Freda CoonerDr. Freda Cooner is currently a Senior Director, Statistics in Eli Lilly and Company. Prior to that, she was a Statistics Director in Amgen, leading the prostate cancer statistics program and exploration of innovative designs for several oncology and non-oncology products, including master protocols and seamless trials. Before joining Amgen late 2018, she was an Associate Director in Sanofi leading several diabetes products and studies. Prior to Sanofi, Dr. Cooner worked in FDA for over 10 years, where she reviewed hundreds of products in multiple therapeutic areas and led several working groups. She obtained her Ph.D. in Biostatistics from School of Public Health, University of Minnesota.

Her research interests include Bayesian statistics, adaptive design, small sample size trials, pediatric studies, multiple testing procedures, missing data imputation, mater protocols, real-world evidence, safety evaluation and endpoints selection. She has multiple publications in Bayesian statistics and its application in oncology trials, pediatric clinical development and rare diseases. She also has extensive real case experiences in real-world data (RWD) and real-world evidence (RWE) utilization in multiple oncology and hematology clinical programs. She has published research work on RWD/RWE in pediatrics and more recently COVID-19 pandemic.

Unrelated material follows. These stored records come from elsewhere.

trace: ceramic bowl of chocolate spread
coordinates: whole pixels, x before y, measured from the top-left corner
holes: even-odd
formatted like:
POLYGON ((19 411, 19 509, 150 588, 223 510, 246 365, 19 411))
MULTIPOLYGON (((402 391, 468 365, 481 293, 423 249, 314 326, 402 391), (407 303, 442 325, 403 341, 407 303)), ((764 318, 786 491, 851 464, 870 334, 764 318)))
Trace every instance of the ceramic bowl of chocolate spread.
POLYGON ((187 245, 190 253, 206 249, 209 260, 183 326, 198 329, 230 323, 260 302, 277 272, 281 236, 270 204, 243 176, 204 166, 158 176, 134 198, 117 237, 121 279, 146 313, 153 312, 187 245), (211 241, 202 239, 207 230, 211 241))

Dr. Cooner has more than 16 years of clinical trial experience with an extensive regulatory and trial conduct background. Her regulatory experience includes serving as the statistician on the pediatric review committee (PeRC), managing a statistical review team and overseeing all rare disease and pediatric applications. She also made contributions in multiple guidance drafting and advisory committee meetings while at FDA. Her industry experience includes diabetes, oncology, hematology and dermatology products.

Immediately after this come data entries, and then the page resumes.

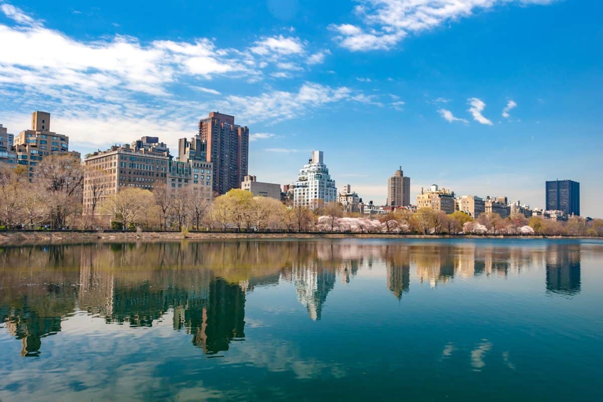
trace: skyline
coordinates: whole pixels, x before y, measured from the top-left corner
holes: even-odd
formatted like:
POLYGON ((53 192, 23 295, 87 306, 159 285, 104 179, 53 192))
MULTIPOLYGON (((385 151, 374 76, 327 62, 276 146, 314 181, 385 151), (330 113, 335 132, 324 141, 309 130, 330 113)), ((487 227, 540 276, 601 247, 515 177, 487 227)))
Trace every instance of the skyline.
POLYGON ((0 2, 0 124, 16 134, 44 110, 83 154, 143 135, 174 149, 219 111, 250 128, 261 181, 294 182, 321 149, 338 188, 365 202, 385 203, 401 165, 411 200, 435 183, 543 207, 544 182, 569 178, 582 215, 603 216, 602 5, 467 0, 435 12, 447 2, 231 2, 229 24, 197 27, 175 22, 219 5, 151 5, 139 19, 135 4, 0 2), (384 13, 392 4, 399 13, 384 13), (440 16, 426 28, 420 11, 440 16))

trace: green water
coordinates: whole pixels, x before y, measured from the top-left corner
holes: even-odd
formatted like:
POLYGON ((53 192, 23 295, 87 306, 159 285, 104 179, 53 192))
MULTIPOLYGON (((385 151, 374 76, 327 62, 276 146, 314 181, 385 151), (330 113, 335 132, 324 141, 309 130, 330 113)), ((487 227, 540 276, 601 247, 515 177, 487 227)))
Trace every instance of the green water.
POLYGON ((603 400, 603 242, 0 248, 0 400, 603 400))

Dr. Freda Cooner has been an active member in ASA Biopharmaceutical Section (BIOP) and DIA.  She has been an executive committee and Regulatory-Industry Statistics Workshop (RISW) steering committee member since 2015. She has numerous presentations and session organization in professional meetings, including JSM, DIA and RISW. She is currently serving as an associate editor for Statistics in Biopharmaceutical Research (SBR) journal. Within DIA, she is the chair of DIA Bayesian Scientific Working Group (BSWG) and leading an oncology subteam under DIA Innovative Design Scientific Working Group (IDSWG). In addition, she is a key advisor on the executive committee of DIA Statistics and Data Science Community.